26 OCTOBER 2002, Page 24

Second opinion

IS man a product more of his genes than of his environment? Oceans of ink, and even some blood, have been spilt over this question. I have thought of a new solution to this age-old puzzle: it doesn't matter in the least, at any rate with regard to man's bad habits. They get passed on one way or another.

The new solution occurred to me as I looked at the man in the first bed in our ward last week. He was deeply unconscious after taking drugs that some call 'recreational', coma being a popular form of entertainment round here (I must admit that it often immeasurably improves a patient's character). The comatose man had a tattoo of a spider's web radiating from the tip of his nose.

As he was unable to answer any questions about himself, I called his doctor.

`I can't put a face to his name,' he said.

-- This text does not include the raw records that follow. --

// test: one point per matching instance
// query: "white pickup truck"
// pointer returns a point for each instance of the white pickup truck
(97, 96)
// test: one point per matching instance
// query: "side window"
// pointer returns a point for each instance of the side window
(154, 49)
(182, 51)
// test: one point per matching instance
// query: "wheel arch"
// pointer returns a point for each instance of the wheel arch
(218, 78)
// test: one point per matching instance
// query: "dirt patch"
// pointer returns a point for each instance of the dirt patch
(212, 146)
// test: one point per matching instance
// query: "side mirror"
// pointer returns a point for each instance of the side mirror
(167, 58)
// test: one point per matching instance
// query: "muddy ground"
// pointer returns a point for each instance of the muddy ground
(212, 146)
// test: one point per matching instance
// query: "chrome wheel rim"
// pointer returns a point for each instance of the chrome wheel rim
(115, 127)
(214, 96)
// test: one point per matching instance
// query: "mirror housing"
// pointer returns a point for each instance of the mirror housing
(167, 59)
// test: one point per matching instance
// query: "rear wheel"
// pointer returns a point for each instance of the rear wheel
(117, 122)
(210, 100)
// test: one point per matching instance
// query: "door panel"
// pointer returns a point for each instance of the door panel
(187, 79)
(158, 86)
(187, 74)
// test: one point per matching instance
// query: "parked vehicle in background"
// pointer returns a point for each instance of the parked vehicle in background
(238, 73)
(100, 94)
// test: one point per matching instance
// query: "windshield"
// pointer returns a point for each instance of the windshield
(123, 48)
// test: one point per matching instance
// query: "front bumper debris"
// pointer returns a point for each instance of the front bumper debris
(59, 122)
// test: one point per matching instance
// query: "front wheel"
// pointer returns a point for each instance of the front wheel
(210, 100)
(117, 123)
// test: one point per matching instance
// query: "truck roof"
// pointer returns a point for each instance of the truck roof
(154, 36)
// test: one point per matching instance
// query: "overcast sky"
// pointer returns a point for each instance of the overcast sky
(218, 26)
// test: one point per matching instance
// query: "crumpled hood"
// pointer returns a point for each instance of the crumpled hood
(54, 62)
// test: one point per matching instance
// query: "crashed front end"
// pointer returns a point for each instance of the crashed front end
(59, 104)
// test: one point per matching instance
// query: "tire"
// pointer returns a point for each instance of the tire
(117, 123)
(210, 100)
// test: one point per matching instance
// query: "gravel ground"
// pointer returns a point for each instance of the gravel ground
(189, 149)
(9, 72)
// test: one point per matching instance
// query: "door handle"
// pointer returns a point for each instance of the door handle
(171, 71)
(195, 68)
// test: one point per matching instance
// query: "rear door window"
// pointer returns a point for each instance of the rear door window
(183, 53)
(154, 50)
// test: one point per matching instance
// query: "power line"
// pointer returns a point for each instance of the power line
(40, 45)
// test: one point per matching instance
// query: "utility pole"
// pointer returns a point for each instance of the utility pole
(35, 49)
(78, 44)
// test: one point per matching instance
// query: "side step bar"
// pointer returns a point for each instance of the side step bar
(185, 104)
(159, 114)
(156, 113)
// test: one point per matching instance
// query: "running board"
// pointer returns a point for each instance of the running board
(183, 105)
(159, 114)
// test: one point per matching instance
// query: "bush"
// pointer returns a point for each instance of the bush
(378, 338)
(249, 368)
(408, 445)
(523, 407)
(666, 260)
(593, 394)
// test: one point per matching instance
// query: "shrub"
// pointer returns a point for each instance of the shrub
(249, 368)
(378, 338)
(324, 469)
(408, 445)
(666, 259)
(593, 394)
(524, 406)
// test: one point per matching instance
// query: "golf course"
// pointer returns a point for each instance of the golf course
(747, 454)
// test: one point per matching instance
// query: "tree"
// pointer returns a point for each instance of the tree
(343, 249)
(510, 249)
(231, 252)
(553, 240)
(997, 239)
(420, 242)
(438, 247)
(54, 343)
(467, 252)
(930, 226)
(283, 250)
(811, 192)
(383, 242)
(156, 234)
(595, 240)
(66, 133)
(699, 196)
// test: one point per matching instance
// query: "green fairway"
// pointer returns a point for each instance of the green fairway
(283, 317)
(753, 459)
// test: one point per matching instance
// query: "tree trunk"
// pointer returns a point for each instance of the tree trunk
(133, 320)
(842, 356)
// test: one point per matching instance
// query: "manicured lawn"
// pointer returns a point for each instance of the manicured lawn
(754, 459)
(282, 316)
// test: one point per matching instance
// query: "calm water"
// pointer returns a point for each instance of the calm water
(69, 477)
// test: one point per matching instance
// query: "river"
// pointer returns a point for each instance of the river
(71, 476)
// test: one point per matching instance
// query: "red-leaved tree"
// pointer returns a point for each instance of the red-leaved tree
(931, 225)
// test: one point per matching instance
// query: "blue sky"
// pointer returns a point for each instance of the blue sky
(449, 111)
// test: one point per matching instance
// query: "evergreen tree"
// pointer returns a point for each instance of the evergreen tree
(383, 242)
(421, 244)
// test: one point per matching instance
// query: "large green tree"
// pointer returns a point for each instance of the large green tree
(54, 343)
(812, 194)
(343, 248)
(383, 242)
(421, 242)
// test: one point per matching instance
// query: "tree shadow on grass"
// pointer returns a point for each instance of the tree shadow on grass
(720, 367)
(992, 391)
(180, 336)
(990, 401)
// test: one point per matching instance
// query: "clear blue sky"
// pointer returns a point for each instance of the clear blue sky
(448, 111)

The man's girlfriend turned up later. She looked about as pure as the beaten slut: peroxided hair, a metal spike through her eyebrow, apple-green, genital-hugging Lycra shorts. She was indeed beaten regularly by the arachnophile, and often called the police, later dropping the charges in the name of love. She brought — or perhaps dragged would be a better way of putting it — her two young bastards with her, the malignity of whose facial expressions were fearful to behold, considering they were but two and three years old. One wouldn't have had to be a witch in Macbeth to predict their future: abandonment by their father, followed by tattoos as multiple as their father's, and a life of crime. Genes or environment? It amounts to the same thing.

The man in the next bed, tattooed only with a cannabis leaf on his forearm, had tried to end it all with six painkillers. I asked him why.

He told me it was because his ex (the prefix long became a substantive) wouldn't let him see his bastard, and the fact is that round here every man demands his human right to abandon his bastards in his own time, at the moment of his own choosing. Until then, he exercises his natural right to visit them when

ever he wants, killing two birds with one stone by giving his baby-mother (to use another colloquialism) a good slap.

He told me that his ex had two other children, apart from his own, by different men. 'But,' he added, 'I've brought them up as their standing dad.'

Their standing dad? As opposed to what? Their sitting dad? Their lying dad?

Unfortunately, he said, his ex insisted that one of the others was his, even though he knew it wasn't. She had 'caught pregnant' by another man during what he called his relationship with her; and now she demanded that, if he wanted to see his own child, he should see the other one too. And to this he would not agree: it was a matter of principle.

I suggested that he consult a lawyer. 'There's only one problem,' he said. 'What's that?' I asked.

'He's got my name on the certificate, and the court will ask who owns him.' 'Owns him?' I asked.

'Yes,' he said. 'But how can I own him when I've never paid no maintenance?' 'Oh, easily,' I said.